When the district was shut down because of COVID-19, he knew these children would still need meals. So he and his restaurant joined in the effort, and have provided food for over 9,000 children in the past four weeks, Tonore said.
“It’s simply the right thing to do,” he said. “We have been blessed to have the financial ability to do this with the help of local business owners and private donations from many.”
Along with working alongside the MISD, El Primo’s has reached out elsewhere in the community to make sure folks remain fed, Tonore said. This includes having fed 850 hospital staff at Methodist Mansfield this past week, 350 nursing home staff at nine different facilities in Mansfield this week, with plans to feed 375 first responders next week.

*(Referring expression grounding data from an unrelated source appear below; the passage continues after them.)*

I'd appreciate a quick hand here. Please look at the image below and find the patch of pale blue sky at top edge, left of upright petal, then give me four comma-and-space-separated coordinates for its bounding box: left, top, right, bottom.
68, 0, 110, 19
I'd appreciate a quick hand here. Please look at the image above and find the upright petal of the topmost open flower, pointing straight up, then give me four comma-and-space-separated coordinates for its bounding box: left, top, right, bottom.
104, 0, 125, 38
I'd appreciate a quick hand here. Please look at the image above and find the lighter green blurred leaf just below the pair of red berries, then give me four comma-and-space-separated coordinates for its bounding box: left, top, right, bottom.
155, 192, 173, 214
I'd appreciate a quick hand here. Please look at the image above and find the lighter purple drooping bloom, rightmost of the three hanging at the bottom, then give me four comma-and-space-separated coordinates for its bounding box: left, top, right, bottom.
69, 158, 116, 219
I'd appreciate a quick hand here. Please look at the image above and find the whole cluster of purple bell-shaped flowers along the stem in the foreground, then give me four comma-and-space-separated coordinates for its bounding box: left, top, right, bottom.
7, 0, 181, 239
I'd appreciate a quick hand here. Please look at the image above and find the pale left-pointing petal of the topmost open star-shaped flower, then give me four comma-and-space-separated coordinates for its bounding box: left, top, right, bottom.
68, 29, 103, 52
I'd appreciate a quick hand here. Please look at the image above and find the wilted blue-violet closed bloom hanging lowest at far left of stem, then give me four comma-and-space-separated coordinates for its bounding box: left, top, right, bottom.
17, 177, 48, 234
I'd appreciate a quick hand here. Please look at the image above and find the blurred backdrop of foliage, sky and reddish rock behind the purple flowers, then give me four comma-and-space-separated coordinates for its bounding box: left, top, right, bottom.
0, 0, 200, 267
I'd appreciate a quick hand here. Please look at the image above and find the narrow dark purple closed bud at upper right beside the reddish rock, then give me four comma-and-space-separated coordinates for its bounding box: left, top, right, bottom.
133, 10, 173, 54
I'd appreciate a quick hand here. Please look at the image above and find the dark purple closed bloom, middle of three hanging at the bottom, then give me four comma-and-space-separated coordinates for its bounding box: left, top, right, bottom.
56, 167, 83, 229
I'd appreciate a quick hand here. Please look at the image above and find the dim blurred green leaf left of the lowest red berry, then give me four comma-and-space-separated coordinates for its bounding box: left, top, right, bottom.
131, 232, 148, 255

The 9,000 youths served were pickup. All the others are delivered.
“I appreciate everyone that has helped us with this community service,” Tonore said. “We live in a great city with great people.”
COMMON GROUND NETWORK
Comprised of volunteers from churches, civic organizations and agencies that have one purpose – assisting under-resourced families in the community – the Common Ground Network has also joined in to help feed their neighbors.
“Mansfield takes care of our own. I feel very lucky to live here,” said Suzy Herrmann, co-chair of Common Ground’s Feed the Kids program.

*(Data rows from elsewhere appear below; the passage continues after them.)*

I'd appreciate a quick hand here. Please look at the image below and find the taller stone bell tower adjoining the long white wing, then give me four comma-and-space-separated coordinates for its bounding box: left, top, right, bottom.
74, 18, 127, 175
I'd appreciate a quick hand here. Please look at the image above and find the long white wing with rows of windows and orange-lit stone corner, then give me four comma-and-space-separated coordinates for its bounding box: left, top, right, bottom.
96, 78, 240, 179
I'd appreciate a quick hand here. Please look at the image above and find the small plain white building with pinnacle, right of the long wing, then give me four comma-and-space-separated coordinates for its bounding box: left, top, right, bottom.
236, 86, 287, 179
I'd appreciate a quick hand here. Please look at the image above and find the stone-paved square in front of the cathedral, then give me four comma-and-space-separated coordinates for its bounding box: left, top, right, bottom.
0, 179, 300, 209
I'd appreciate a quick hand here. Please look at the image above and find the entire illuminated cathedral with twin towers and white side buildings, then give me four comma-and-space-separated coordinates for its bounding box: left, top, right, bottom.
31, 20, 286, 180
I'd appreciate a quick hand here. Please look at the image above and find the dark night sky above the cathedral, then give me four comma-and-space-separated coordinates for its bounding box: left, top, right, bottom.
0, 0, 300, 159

Between the food they are providing and extra meals from the MISD, the organization has distributed about 1,000 bags in four weeks, with each bag containing four meals and some snacks, Herrmann said.
“These meals are meant so kids can fix them themselves,” she said. “Some parents are still working.
“Who could have ever imagined these times? We have to be there for each other.”
Common Ground is distributing meals from 4:30-6:30 p.m. Mondays and Wednesdays, at two locations each day. The schedule and locations for each day are:
Monday – 210 Smith St., a city parking lot; Creekwood Church West, 7701 FM 1187.
Wednesday – Walnut Ridge Baptist Church, 1201 SH 360; Inglesia Rebano Church, 7300 S. Cooper St.
The process is the same as with the MISD distribution, Herrmann said. Folks drive up, stay in the car, and if they have no kids with them they show proper documents. However, Herrmann said no one is going away hungry, even if they are from another city.
“The need is just rising continually,” she said. “Just show up at the locations and we’ll take care of you.”